New Preprint: High Agreement, Different Stories — How LLM Classifiers Reshape Demographic Patterns in Survey Data
Published:
I have a new preprint out on SocArXiv: High Agreement, Different Stories: How LLM Classifiers Reshape Demographic Patterns in Survey Data. This is a substantially revised version of my earlier preprint, with new analyses centered on how high agreement rates can mask thematic and demographic divergence between LLM and human coders.
Abstract
What we learn from open-ended survey data depends on who—or what—does the coding. Large Language Models (LLMs) promise to democratize qualitative analysis, but do high agreement rates translate into equivalent thematic findings? This study compares eight LLMs to human annotators on a multilabel coding task using 3,200 responses from the UC Berkeley Social Networks Study, comprising over 19,000 coding decisions. Although LLM-human reliability does not match human-human reliability overall, LLMs approach human performance on simpler tasks and can serve as useful additional coders for generating consensus labels.
Key Findings
- Compared to a gold-standard human consensus, models achieve 82–97% per-category agreement, but macro F1 is lower and response-level similarity is lower still: even the best model reproduces the full human label set for fewer than 60% of responses.
- High agreement masks thematic divergence. Models systematically over-identify themes, assigning 67% more categories per response, especially for categories requiring greater interpretive judgment.
- Models show lower agreement for some demographic groups. These gaps are partly explained by response characteristics such as length, clarity, and atypicality, and some persist after controls, with implications for studies of populations whose response styles diverge from the corpus average.

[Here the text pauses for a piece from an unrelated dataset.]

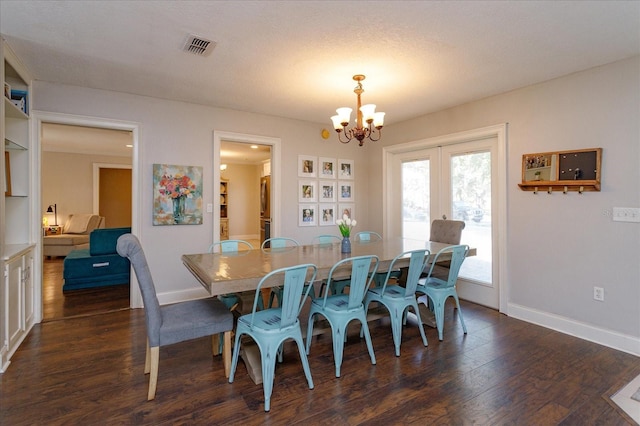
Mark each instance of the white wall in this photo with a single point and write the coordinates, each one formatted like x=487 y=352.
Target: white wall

- At the sample level, models largely preserve the overall thematic narrative: human and model category rankings correlate strongly (pooled Spearman’s ρ = 0.75), and top-performing models achieve approximately 80% directional agreement on demographic patterns.
- Concrete behavioral questions—such as reasons for moving or strategies for making friends—show especially strong alignment, whereas more interpretive questions show greater divergence.
Implications
Systematic over-classification can still shift narratives about how specific groups behave, leading researchers to report patterns that the human gold standard does not support. LLMs can meaningfully reduce coding burden, but for studies sensitive to demographic nuance they are best treated as additional coders contributing to a human-anchored consensus rather than as drop-in replacements.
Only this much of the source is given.